ArteryA artery is a blood vessel that carries blood away from the heart. In the body’s circulation, an artery always carries oxygen-rich blood, whereas in the pulmonary circulation it always carries oxygen-poor blood, since it transports the oxygen-poor blood from the heart to the lungs to enrich the oxygen. Arteries change their microscopic (histological) structure depending on their diameter and position in the body.

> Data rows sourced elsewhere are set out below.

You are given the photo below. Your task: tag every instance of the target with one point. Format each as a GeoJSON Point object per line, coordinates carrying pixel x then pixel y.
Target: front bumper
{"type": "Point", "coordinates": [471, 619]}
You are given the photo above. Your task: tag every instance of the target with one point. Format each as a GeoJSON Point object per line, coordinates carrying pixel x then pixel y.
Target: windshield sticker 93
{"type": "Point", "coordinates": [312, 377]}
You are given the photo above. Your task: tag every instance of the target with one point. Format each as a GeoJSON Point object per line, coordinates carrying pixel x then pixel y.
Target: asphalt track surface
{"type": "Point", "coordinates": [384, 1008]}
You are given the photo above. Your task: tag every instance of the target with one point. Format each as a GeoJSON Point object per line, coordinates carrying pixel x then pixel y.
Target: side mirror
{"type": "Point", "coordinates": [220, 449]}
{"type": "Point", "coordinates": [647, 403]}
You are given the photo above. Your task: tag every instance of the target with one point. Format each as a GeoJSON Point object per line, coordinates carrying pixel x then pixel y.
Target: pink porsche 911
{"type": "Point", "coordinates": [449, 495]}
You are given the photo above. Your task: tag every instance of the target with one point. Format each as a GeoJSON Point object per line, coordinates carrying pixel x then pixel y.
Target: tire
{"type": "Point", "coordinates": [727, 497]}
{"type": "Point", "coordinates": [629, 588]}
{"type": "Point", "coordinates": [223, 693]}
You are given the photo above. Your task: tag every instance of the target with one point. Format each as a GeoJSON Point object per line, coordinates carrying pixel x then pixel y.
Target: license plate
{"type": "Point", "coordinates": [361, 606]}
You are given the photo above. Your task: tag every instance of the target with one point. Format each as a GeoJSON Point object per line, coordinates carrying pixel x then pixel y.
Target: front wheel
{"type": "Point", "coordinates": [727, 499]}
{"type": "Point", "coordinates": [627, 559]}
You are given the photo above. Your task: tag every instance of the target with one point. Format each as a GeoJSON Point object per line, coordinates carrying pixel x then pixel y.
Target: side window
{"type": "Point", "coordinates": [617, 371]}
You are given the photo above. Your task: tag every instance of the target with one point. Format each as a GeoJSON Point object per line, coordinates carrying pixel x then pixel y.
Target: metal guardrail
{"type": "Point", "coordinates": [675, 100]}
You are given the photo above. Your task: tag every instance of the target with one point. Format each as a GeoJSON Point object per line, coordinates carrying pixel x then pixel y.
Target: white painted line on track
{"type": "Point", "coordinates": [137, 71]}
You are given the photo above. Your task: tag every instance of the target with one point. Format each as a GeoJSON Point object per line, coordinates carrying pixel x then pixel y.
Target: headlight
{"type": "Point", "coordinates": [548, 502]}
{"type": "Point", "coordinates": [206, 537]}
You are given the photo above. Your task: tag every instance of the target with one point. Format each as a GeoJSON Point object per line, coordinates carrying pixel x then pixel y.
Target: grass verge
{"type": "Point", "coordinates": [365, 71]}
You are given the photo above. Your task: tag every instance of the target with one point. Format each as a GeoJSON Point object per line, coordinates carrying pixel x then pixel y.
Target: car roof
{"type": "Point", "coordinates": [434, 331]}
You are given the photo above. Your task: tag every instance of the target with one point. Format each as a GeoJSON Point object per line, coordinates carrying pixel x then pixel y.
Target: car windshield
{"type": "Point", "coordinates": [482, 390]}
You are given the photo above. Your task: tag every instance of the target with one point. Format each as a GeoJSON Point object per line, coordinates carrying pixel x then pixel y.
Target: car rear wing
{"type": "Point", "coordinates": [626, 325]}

A further distinction is made between small arteries, so-called arterioles, and tiny hair vessels, so-called capillaries. In comparison to veins, arteries are thicker-walled, as there is a high internal pressure (blood pressure) in arteries, which is counteracted by this. Furthermore, arteries have a round inner shape (lumen).
The arteries are the high pressure system of the blood system. The internal arterial pressure varies between the ejection phase (systole), i.e. the maximum contraction of the heart, and the filling phase (diastole) of the heart. The largest artery in the human body is the main artery (aorta). It has a diameter of up to three centimeters, depending on the body stature.
Microscopic wall construction
An artery consists of three layers. The first and innermost layer, i.e. the layer that comes into contact with the blood flowing through it, consists of a single-layered cell layer, a so-called single-layer unkeratinized squamous epithelium. This innermost layer is also called endothelium or intima (tunica intima).
It is the decisive barrier between the inside of the blood vessel (intravascular space), i.e. the blood, and the area outside the blood vessel (extravascular space). The second, subsequent layer consists mainly of smooth, non-randomly controllable muscles that cannot be controlled arbitrarily. This layer is called media (tunica media).
In addition to the smooth musculature, the second layer contains additional elastic fibres, depending on the type in the body. This layer is mainly used to adjust the wall tension of an artery and the width of the vessels. If the smooth musculature contracts, the wall tension increases and the artery becomes narrower.
The third and outermost layer of an artery is called adventitia (tunica adventitia). The adventitia consists mainly of connective tissue, which anchors the artery with the surrounding tissue in the body. Furthermore, depending on its composition, the adventitia determines the mechanical properties of an artery in addition to the middle layer. Furthermore, the adventitia of larger arteries contains small blood vessels (Vasa vasorum), which supply the wall of the arteries with blood.
Arterioles are smallest arteries with a diameter of about 20 micrometers. They are defined as vessels with only one closed muscle layer. They are very densely innervated and play a decisive role in the body’s own regulation of blood pressure, as they provide the greatest resistance due to their small diameter and are therefore also called resistance vessels.